Wednesday, October 30, 2013

Biggest Air-Crash Danger? Flying Into a Hillside: 'Controlled Flight Into Terrain' Accounts for Four of the Five Large Jet Crashes This Year

The Wall Street Journal

By  Andy Pasztor

 
Oct. 30, 2013 9:59 a.m. ET

WASHINGTON—Despite record-low airliner crash rates world-wide, flying into mountains or hills has reemerged as the deadliest threat to commercial aviation in 2013.

Data released Tuesday at an air-safety conference here indicates that such accidents, in which confused pilots typically fly a perfectly functioning aircraft into a hillside, are now the biggest global killers of passengers and crews on jetliners and turboprop aircraft. So far this year there have been at least a dozen fatal accidents around the world in this category—called controlled flight into terrain—versus an annual average of six crashes since 2009, according to Jim Burin of the Flight Safety Foundation.

The hazard was supposed to be sharply reduced by adoption of enhanced ground-collision technology and years of industry-wide training efforts. But on Tuesday, Mr. Burin told conference participants that such accidents are "making a very unwelcome comeback," partly because many of the turboprops that went down in 2013 weren't equipped with collision warning devices. Even when anti-collision devices were available, pilots disregarded their warnings.

Controlled flight into terrain accounts for four of the five large jet crashes since the beginning of 2013, including an Asiana Airlines  777 that slammed into a seawall in July while trying to land at San Francisco International Airport, killing three passengers and injuring dozens of others.

The latest crash rates, according to safety experts, underscore the apparent cyclical nature of some commercial-aviation dangers even as overall fatal-accident rates continue to improve. In this environment, industry leaders must be mindful that "it takes continuous pressure and continuous effort" to maintain safety advances," Earl Weener, a member of the National Transportation Safety Board, told the conference.

"Some accident causes that were considered to be adequately addressed seem to recur, often unexpectedly," according to Mr. Weener. So "should the industry be prepared to readdress old and familiar causes of accidents?"

Since 2003, more than 1,000 people have died in commercial-aircraft accidents classified as controlled flight into terrain, the top cause of fatalities in earlier decades.

But the "paradox of accident prevention," according to Mr.

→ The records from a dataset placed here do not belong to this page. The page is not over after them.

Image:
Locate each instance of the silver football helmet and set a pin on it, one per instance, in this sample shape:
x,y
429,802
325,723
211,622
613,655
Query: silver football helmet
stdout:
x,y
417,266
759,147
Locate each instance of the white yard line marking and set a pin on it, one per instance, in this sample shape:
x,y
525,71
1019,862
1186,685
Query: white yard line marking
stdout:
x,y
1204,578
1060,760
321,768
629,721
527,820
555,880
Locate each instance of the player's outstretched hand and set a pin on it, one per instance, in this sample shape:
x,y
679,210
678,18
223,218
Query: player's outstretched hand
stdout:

Weener, is that when airlines get good at training pilots to avoid certain hazards, crash rates drop and "the apparent need for (stepped-up training) goes away."

Kevin Hiatt, chief operating officer the Flight Safety Foundation, a nonprofit advocacy group based in Alexandria, Va., said: "We must not let our guard down. Complacency is our enemy."

In his keynote address, Mr. Weener also said that more training and improved simulators are required to combat aerodynamics stalls—or events in which aircraft suddenly lose lift—the other leading cause of major commercial-aircraft crashes world-wide.